If you read up on whole life insurance you will come across this concept of “tax-free money.” Financial professionals who promote whole life often use this as a selling point: earn a return on your money tax-free while having added life insurance benefits. Of course, tax-free in this case means you don’t pay taxes on the money you take out. However you have already paid income tax on the money that goes in. A component of this structure is that you can borrow against your policy if you need the cash. If you should decide to take the money out you won’t pay taxes on it but you will owe interest. Borrowing against an insurance policy works like a loan. Interest accrues until you pay back the loan on the policy. In my view, that money is yours. You paid taxes on it so why should you pay interest to access money that’s yours?
I have also heard whole life insurance being sold as a vehicle for retirement. Again, whole life doesn’t pass the test. Both whole life insurance and retirement accounts like Roth IRAs and 401ks are illiquid. You can’t just withdraw the money whenever you want. With retirement accounts you’ll pay a penalty for withdrawing money before 65. With a whole life policy, as we discussed, you’ll owe interest on the money you take out. However, you’re likely to see returns on your money quicker with a retirement account and you can invest, in most cases, in a much wider variety of options. Something that’s great about retirement accounts like Roth IRAs is you can stop contributing for a time if you don’t have the money. With whole life you have to come up with the cash monthly; you can’t just decide to not pay in because you don’t have the money.
If my post hasn’t dissuaded you yet I’d like you to know is that whole life insurance is expensive. Monthly premiums for a whole life insurance policy may be as much as ten times as expensive as a term policy because there’s a good chance they’re actually going to have to pay a death benefit. Your financial advisor isn’t likely to mention that the commissions on selling whole life insurance are handsome. Whole life insurance is a popular offering because financial advisors stand to make more money off of them. Beyond that, the fees you pay on whole life insurance are at best unclear. Unlike a mutual fund, where they lay out the expenses you pay, whole life insurance won’t lay out the specific costs. The company may guarantee you a certain return on your money but in my view the numbers just don’t add up.
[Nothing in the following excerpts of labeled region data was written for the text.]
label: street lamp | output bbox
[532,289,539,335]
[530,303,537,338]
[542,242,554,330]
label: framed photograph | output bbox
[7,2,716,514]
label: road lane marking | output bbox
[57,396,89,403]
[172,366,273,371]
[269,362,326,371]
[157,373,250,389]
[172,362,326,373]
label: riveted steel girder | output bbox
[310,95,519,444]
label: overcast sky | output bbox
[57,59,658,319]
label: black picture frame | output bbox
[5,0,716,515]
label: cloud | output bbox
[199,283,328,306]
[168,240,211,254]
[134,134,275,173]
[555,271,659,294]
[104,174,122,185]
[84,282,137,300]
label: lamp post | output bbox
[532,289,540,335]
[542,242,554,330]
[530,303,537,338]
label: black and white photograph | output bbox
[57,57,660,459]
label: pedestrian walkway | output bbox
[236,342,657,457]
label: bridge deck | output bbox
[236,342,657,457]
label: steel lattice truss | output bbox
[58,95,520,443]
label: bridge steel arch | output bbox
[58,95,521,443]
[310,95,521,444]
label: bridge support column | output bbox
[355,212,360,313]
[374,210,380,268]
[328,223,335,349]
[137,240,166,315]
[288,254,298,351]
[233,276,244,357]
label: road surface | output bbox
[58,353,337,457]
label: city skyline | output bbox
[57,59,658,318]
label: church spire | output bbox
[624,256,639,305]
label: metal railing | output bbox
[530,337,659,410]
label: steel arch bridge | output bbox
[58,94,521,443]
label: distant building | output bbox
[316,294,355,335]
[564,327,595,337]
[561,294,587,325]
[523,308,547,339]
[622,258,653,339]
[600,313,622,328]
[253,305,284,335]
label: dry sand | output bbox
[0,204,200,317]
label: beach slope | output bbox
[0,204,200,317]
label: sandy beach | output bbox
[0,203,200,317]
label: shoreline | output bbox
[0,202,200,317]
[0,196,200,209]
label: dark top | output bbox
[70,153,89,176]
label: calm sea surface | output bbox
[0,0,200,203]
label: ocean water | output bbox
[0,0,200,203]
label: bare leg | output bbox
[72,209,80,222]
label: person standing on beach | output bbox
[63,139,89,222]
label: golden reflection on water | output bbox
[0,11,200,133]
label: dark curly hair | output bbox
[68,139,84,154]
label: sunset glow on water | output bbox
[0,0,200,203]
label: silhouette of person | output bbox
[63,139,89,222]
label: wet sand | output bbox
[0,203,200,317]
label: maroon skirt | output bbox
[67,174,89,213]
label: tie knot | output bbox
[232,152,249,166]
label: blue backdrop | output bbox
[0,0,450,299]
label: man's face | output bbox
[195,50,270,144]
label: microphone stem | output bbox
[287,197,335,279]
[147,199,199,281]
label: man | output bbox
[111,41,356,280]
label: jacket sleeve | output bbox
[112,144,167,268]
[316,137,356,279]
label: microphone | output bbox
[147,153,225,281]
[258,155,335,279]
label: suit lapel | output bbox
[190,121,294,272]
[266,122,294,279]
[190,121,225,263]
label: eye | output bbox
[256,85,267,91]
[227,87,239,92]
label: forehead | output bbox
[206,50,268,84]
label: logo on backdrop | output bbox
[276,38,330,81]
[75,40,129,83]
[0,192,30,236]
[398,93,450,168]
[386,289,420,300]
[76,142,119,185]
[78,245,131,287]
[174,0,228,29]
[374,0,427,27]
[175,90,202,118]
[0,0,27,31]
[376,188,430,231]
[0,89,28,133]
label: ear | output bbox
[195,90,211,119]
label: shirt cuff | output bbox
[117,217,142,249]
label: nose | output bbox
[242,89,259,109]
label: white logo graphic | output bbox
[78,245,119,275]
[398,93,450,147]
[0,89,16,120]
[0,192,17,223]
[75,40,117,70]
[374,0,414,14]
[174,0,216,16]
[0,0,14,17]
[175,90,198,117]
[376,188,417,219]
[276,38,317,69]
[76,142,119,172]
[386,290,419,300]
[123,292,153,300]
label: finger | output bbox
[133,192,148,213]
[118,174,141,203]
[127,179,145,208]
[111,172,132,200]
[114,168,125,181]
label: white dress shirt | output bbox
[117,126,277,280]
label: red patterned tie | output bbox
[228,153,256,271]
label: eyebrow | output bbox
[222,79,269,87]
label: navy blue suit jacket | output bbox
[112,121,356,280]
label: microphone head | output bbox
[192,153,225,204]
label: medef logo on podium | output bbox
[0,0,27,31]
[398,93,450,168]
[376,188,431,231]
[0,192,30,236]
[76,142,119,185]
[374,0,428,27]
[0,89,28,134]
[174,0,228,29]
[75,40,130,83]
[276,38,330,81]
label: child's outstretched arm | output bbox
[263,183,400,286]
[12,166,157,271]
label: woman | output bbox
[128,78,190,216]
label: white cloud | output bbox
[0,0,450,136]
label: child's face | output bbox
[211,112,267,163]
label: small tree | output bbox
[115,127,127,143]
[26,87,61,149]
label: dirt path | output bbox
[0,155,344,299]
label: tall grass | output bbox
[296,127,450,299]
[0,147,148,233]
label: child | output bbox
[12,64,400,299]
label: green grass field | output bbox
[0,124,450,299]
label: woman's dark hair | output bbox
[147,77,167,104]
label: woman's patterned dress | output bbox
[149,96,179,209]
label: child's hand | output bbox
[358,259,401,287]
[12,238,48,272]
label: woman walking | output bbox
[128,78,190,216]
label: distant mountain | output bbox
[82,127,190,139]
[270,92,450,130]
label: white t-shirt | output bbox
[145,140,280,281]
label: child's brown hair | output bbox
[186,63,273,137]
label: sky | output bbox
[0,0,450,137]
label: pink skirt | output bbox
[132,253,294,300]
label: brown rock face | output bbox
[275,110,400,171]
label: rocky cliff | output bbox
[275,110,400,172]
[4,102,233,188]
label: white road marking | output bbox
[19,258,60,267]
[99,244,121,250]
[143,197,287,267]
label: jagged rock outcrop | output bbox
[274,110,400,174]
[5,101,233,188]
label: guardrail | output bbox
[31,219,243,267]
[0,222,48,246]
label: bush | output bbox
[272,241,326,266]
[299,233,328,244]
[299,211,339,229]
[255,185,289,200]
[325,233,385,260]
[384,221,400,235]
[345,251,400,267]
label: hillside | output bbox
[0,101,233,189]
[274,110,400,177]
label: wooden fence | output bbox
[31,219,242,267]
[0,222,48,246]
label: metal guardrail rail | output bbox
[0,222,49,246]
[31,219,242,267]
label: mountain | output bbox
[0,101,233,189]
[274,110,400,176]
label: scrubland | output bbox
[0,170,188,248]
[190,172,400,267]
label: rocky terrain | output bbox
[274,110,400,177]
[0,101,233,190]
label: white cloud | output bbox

So let’s recap. Whole life insurance is expensive. It doesn’t earn returns comparable to other investments and it is often not diversified. Your money is not easily accessible. You have to pay monthly for the rest of your life if you don’t want the policy to lapse. The fees on whole life insurance are confusing and the “tax-free” gimmick isn’t quite true because it doesn’t take into account the interest you pay.
If you’re smart about your money the best thing to do would be to buy term life insurance. With the money you save monthly on less expensive premiums you can put your money in better, less complicated, more transparent investments.
As always I advise everyone to be informed. I’d like you to do your own research on the topic. You may notice that the websites that endorse whole life insurance are from the companies selling the policies and there’s a good reason for that. Companies rely on consumers not being informed. Don’t take their word for it!